A superação desse cenário, sob o prisma dos interesses nacionais e populares, impõe ao governo uma escolha política, cujo tempo já chegou. As demandas sociais e políticas pelas mudanças tornam-se mais agudas. Se o governo não faz essa opção em tempo hábil, seu sucesso fica ameaçado. O que a realidade da economia exige é direcionar, sem demora, o país no rumo do desenvolvimento e do emprego.

É compreensível que em um ano e meio não se possa alcançar um objetivo dessa magnitude. Mas o que se espera são gestos, sinalizações, medidas que demonstrem que, de fato, o governo tem no horizonte um novo projeto nacional de desenvolvimento, assentado na soberania, na democracia e na justiça social.
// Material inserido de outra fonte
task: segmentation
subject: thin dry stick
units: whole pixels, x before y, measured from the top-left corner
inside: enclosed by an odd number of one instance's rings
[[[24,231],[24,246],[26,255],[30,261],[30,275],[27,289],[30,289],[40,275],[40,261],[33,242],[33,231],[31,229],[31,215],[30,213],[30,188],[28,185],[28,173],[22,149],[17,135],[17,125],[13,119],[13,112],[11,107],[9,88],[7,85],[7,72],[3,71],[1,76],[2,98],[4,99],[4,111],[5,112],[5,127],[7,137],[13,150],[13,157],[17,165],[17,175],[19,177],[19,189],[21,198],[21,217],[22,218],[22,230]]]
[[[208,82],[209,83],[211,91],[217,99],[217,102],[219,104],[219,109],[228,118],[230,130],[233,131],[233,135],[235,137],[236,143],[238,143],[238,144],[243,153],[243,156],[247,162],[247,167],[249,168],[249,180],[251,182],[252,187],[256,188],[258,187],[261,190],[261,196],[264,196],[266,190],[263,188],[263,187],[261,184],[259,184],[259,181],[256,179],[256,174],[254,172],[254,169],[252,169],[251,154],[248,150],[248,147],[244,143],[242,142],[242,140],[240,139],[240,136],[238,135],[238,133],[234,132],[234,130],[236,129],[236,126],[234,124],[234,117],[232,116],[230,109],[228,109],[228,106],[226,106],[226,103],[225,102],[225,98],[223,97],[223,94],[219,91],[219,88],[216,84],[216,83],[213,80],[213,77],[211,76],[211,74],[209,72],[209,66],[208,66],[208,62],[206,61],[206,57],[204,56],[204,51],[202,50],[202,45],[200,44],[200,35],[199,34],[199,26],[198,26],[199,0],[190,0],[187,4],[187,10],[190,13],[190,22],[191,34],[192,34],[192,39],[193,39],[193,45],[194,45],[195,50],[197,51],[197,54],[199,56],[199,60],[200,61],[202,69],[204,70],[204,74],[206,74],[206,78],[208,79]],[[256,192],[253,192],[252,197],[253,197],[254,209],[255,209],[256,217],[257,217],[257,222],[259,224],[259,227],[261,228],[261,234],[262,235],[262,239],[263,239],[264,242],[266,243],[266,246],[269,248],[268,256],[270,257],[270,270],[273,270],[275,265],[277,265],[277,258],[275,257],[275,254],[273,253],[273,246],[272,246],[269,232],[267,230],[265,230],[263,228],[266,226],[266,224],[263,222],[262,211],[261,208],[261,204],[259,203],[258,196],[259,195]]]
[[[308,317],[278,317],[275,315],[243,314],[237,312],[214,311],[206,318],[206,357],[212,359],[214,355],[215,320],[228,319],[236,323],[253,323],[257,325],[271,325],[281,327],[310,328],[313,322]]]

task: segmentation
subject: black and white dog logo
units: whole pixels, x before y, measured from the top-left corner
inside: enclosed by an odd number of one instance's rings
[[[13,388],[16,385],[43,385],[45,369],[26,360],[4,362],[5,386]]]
Por exemplo, no caso do salário mínimo, embora a matéria ainda esteja no Congresso Nacional, o irrisório aumento anunciado foi um sinal negativo. Uma frustração.

A queda contínua e acentuada nos juros para diminuir os custos de produção, baratear o crédito, incentivar os investimentos é uma sinalização inadiável, imperativa. Do mesmo modo é importante que se concretizem os investimentos prometidos à habitação, ao saneamento básico, ao fortalecimento da infra-estrutura do país.

Além dessas iniciativas, é preciso criar condições para medidas mais consistentes, como a reestruturação da dívida e o controle de capitais. Longe de ter caráter irrealista, medidas dessa natureza já se mostraram eficazes em vários países do porte do Brasil e que enfrentavam problemas semelhantes.

Nesse sentido, para superar o impasse já assinalado e garantir a transição mudancista essencial à vitória do governo Lula, a proposta da direção nacional do Partido Comunista do Brasil é pertinente. Ela quer o desencadeamento de um amplo movimento nacional pelo desenvolvimento, geração de empregos e distribuição de renda. Quer um pacto nacional pelas mudanças.
Os trabalhadores e o povo, tendo por base suas entidades e movimentos, são também chamados a reforçar o necessário papel de protagonistas e impulsionadores dessa mudança.

Universidade para um Brasil soberano e desenvolvido

Nesta edição, Princípios enfoca o atual debate sobre a reforma universitária.
Um projeto de país que atenda ao clamor de desenvolvimento, geração de empregos e distribuição de renda exige uma universidade pública à altura dessas demandas – uma universidade mais pública, gratuita, mais autônoma, mais democrática, com mais qualidade e capaz de gerar o desenvolvimento científico e tecnológico para atender às necessidades do desenvolvimento industrial e também da inserção soberana e altiva do Brasil no contexto mundial.